CALGARY, ALBERTA--(Marketwire - April 26, 2011) - Azabache Energy Inc. ("Azabache" or the "Company") (News - Market indicators) announces that it has entered into an agreement for a private placement financing (the "Offering") on a "commercially reasonable efforts" basis with a syndicate of agents co-led by Toll Cross Securities Inc., Canaccord Genuity Corp., and FirstEnergy Capital Corp. and including Fraser MacKenzie Limited (collectively, the "Agents"). The Offering will consist of up to 27,275,455 common shares ("Common Shares") in the capital of the Company for gross proceeds of approximately $15,001,500 to be issued at a price of $0.55 per Common Share. The Agents will also have the option of increasing the size of the Offering by an additional 15% (the "Over-Allotment Option").
The Company has agreed to pay the Agents a 6% cash commission upon the closing of the Offering, as well as to reimburse the Agents for their expenses.
Closing of the Offering is expected to occur on May 12, 2011, or such earlier or later date as the Agents and the Company may determine. Closing of the Offering is subject to receipt of all necessary regulatory approval. The Common Shares issued pursuant to the Offering will be subject to a hold period of four months from the closing of the Offering.
The net proceeds of the Offering (as well as any proceeds from the Over-Allotment Option, if exercised by the Agents) will be used for exploration activities in Colombia and Argentina, as well as for general working capital.
The Company is also pleased to announce that Mr. Vincent Chahley has agreed to join the board of directors of the Company. Mr. Chahley brings extensive capital markets expertise to Azabache with over 25 years Investment Banking experience in the oil and gas sector with FirstEnergy Capital Corp., Tristone Capital Inc., RBC Capital Markets and Burns Fry. Mr Chahley has also served on several boards of both public and private oil and gas companies.
For further information on Azabache please visit the Company's website at www.azaenergy.com.

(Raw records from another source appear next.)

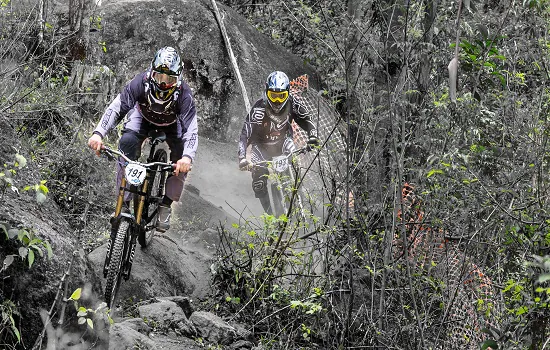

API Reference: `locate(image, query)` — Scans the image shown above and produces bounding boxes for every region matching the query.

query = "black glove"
[239,158,252,171]
[307,134,321,148]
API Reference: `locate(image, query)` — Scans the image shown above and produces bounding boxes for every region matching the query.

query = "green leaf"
[36,192,46,204]
[426,169,443,177]
[69,288,82,300]
[15,154,27,168]
[76,307,88,317]
[537,273,550,283]
[38,184,50,194]
[29,244,44,258]
[19,247,29,259]
[44,242,53,259]
[10,315,21,342]
[8,228,19,239]
[3,255,14,268]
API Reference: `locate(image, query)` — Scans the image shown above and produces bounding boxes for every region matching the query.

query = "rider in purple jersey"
[238,71,319,214]
[88,46,198,231]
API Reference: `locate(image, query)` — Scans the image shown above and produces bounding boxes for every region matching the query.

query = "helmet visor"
[151,71,178,90]
[267,90,288,103]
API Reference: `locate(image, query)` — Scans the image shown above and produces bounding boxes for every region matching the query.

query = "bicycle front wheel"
[105,220,130,308]
[138,149,168,248]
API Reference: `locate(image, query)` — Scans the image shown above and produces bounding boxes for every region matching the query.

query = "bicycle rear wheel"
[138,149,168,248]
[105,220,130,308]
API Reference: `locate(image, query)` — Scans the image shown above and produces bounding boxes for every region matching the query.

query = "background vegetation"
[0,0,550,349]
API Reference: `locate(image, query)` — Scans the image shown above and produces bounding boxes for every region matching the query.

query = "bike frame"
[252,147,310,220]
[104,137,175,280]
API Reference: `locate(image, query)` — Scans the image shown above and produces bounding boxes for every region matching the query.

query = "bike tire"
[105,220,130,308]
[138,149,168,248]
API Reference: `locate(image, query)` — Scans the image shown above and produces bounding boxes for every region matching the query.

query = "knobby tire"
[138,149,168,248]
[105,219,130,308]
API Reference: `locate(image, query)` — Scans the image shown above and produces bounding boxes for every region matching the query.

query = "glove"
[307,134,321,148]
[239,158,252,171]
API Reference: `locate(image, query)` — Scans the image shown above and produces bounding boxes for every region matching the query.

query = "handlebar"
[101,145,176,171]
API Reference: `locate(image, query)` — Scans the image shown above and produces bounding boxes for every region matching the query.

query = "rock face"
[88,0,317,141]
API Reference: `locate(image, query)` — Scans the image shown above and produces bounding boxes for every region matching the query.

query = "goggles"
[151,71,178,90]
[267,90,288,103]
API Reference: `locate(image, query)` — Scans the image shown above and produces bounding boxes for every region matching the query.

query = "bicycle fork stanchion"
[122,179,148,281]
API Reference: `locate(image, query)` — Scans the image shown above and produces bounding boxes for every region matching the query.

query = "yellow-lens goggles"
[267,90,288,103]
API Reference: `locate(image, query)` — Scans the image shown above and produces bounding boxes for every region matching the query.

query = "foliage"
[219,0,550,349]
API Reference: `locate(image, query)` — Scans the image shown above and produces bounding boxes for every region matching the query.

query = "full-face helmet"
[265,71,290,113]
[149,46,183,104]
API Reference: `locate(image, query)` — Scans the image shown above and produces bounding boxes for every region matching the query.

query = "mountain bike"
[249,146,311,220]
[102,131,176,308]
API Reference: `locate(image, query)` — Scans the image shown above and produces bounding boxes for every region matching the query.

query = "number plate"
[125,163,147,185]
[273,156,288,173]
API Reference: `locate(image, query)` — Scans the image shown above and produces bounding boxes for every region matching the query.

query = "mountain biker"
[238,71,319,215]
[88,46,198,232]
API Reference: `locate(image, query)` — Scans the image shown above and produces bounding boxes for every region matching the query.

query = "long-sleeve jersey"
[94,72,198,159]
[239,95,316,159]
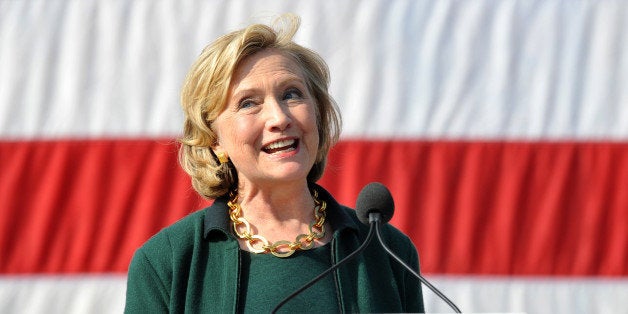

This press release contains forward-looking statements. More particularly, this press release contains statements concerning the anticipated timing for the closing of the Offering. The forward-looking statements contained in this document are based on certain key expectations and assumptions made by Azabache, including with respect to the anticipated timing for closing the Offering. Although Azabache believes that the expectations and assumptions on which the forward-looking statements are based are reasonable, undue reliance should not be placed on the forward-looking statements because Azabache can give no assurance that they will prove to be correct. Since forward-looking statements address future events and conditions, by their very nature they involve inherent risks and uncertainties. Actual results could differ materially from those currently anticipated due to a number of factors and risks. These include, but are not limited to, the failure to obtain necessary regulatory approvals, risks associated with the oil and gas industry in general (e.g., operational risks in development, exploration and production; delays or changes in plans with respect to exploration or development projects or capital expenditures; the uncertainty of reserve estimates; the uncertainty of estimates and projections relating to production, costs and expenses, and health, safety and environmental risks), commodity price and exchange rate fluctuations. The forward-looking statements contained in this document are made as of the date hereof and Azabache undertakes no obligation to update publicly or revise any forward-looking statements or information, whether as a result of new information, future events or otherwise, unless so required by applicable securities laws.
This press release shall not constitute an offer to sell or the solicitation of an offer to buy nor shall there be any sale of the securities in any state in which such offer, solicitation or sale would be unlawful. The securities have not been registered under the United States Securities Act of 1933, as amended, and may not be offered or sold in the United States absent registration or an applicable exemption from registration requirements.
Neither the TSX Venture Exchange nor its regulation services provider (as that term is defined in the policies of the TSX Venture Exchange) accepts responsibility for the adequacy or accuracy of this release.